- Born: Gilbert Joseph Cardinal July 19, 1950 Edmonton, Alberta, Canada
- Died: November 21, 2015 (aged 65) Edmonton, Alberta, Canada
- Education: Northern Alberta Institute of Technology
- Occupation: Filmmaker
- Years active: 1970s–2015

= Gil Cardinal =

Canadian filmmaker

Gilbert Joseph "Gil" Cardinal (July 19, 1950 – November 21, 2015) was a Canadian filmmaker of Métis descent. Born in Edmonton in 1950, and placed in a foster home at the age of two, Cardinal only discovered his Métis roots while making his documentary Foster Child. This 1987 National Film Board of Canada (NFB) film received over 10 international film awards, including a Gemini Award for best direction for a documentary program, following its broadcast on CBC's Man Alive series.

==Background==
After graduating from the radio and TV arts program of the Northern Alberta Institute of Technology in 1971, he worked as a studio cameraman at Alberta's Access network, where he made his first film, a documentary about the pianist Mark Jablonski. In 1975 he became director and associate producer of the series Come Alive. He also Shadow Puppets: Indian Myths and Legends, a series on Cree and Blackfoot legends.

Cardinal left Access in 1980 to work with the NFB as a freelance director, researcher, writer and editor. His first film he directed for the Film Board was Children of Alcohol (1983), produced by Anne Wheeler, a documentary about the effects of parental alcoholism on children. He also shot a series of short documentaries and dramas, notably Hotwalker (1985), before making Foster Child. In 1987, Cardinal made Keyanaw Tatuskhatamak, about the struggle for Native self-government in northern Alberta. Other NFB credits include The Spirit Within (1990), on Native spiritual programs in prisons, and David with F.A.S. (1997), about fetal alcohol syndrome.

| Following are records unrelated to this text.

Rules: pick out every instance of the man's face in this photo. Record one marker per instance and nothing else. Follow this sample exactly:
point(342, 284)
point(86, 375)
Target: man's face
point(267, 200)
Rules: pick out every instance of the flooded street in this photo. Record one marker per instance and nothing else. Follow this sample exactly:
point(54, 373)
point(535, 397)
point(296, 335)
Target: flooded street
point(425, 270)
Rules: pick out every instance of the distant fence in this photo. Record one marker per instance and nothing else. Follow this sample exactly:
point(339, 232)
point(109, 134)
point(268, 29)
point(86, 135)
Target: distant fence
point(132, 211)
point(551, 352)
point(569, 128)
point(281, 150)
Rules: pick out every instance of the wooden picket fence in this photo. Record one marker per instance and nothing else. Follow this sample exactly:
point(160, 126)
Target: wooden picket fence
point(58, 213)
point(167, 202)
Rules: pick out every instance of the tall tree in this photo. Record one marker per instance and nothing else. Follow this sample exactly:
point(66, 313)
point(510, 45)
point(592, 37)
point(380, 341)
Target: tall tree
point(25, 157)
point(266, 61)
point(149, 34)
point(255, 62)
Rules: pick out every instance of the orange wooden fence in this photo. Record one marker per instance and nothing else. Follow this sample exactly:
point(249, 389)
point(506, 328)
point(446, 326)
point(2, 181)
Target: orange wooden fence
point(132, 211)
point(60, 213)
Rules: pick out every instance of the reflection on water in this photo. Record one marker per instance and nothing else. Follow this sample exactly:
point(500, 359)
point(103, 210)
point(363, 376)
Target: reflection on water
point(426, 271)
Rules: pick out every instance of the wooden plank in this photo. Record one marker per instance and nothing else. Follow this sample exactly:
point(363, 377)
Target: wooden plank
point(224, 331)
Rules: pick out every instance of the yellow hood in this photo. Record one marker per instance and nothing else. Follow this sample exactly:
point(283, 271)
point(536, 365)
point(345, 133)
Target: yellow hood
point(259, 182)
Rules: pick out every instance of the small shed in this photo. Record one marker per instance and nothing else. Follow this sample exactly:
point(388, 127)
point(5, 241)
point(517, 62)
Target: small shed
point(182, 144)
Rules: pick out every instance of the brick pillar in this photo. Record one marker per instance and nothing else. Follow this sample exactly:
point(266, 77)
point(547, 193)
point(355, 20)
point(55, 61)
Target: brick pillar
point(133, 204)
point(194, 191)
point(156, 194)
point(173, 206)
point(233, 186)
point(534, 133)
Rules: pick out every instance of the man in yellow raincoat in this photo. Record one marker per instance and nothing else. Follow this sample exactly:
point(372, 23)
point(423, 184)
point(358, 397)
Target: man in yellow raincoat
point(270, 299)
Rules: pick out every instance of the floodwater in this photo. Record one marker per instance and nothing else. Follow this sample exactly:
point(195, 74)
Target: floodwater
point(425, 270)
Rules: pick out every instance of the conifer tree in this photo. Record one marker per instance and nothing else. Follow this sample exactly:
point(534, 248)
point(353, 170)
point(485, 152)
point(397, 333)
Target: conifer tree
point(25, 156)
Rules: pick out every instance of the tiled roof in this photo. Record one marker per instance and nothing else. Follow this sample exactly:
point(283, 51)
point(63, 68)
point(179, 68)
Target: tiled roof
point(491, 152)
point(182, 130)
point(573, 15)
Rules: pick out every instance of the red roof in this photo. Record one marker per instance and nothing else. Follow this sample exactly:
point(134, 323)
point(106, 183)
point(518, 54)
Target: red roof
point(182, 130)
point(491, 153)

In 1998, he directed the CBC miniseries Big Bear, for which Cardinal was nominated for a second Gemini. In 2006, he made the CBC drama Indian Summer: The Oka Crisis, about the 1990 Oka Crisis. Cardinal also directed numerous episodes of North of 60 and The Rez, and an episode of the drama anthology series Four Directions.

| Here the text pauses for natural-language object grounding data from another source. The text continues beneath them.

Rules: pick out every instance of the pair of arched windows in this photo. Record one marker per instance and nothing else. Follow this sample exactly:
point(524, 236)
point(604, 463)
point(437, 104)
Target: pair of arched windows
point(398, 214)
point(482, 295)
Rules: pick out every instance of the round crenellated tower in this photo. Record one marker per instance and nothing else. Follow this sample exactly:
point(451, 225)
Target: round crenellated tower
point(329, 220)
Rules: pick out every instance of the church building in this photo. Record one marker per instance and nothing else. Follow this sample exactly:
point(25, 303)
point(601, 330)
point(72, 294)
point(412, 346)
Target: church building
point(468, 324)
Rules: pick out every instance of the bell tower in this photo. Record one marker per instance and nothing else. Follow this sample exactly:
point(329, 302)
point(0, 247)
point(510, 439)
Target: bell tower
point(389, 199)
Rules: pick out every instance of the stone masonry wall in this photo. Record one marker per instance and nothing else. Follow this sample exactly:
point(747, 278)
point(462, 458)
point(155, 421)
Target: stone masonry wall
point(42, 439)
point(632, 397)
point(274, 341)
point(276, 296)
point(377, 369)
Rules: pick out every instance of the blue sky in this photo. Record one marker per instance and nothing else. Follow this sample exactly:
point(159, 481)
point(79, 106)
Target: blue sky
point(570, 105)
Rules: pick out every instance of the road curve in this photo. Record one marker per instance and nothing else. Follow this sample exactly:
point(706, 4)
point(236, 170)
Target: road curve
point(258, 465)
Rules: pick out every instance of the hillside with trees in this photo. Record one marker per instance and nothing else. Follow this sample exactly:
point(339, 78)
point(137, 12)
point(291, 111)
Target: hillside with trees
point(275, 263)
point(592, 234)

He directed two NFB documentaries about the ultimately successful efforts of the Haisla Nation to repatriate their g'psgolox pole, a mortuary pole taken from them in 1929. His 2003 film Totem: The Return of the G’psgolox Pole, premiered at the Toronto International Film Festival.

==Death and legacy==
In 1997, Cardinal was recognized with a National Aboriginal Achievement Award, now the Indspire Awards, for Film and Television. On November 7, 2015, the Alberta Media Production Industries Association (AMPIA) announced at its 27th David Billington Award ceremony that he was the recipient of the 2015 award, which honours contributions to the province's audiovisual industry. Too ill to attend, Cardinal had been presented with the award at a private ceremony. AMPIA also announced the creation of the Gil Cardinal Legacy Fund, which was founded by close friends, to provide funding for emerging Aboriginal filmmakers to kickstart their careers. Cardinal died of cirrhosis on November 21, 2015, in Edmonton at the age of 65. He had been hospitalized in his final months as he experienced a serious health decline complicated by diabetes.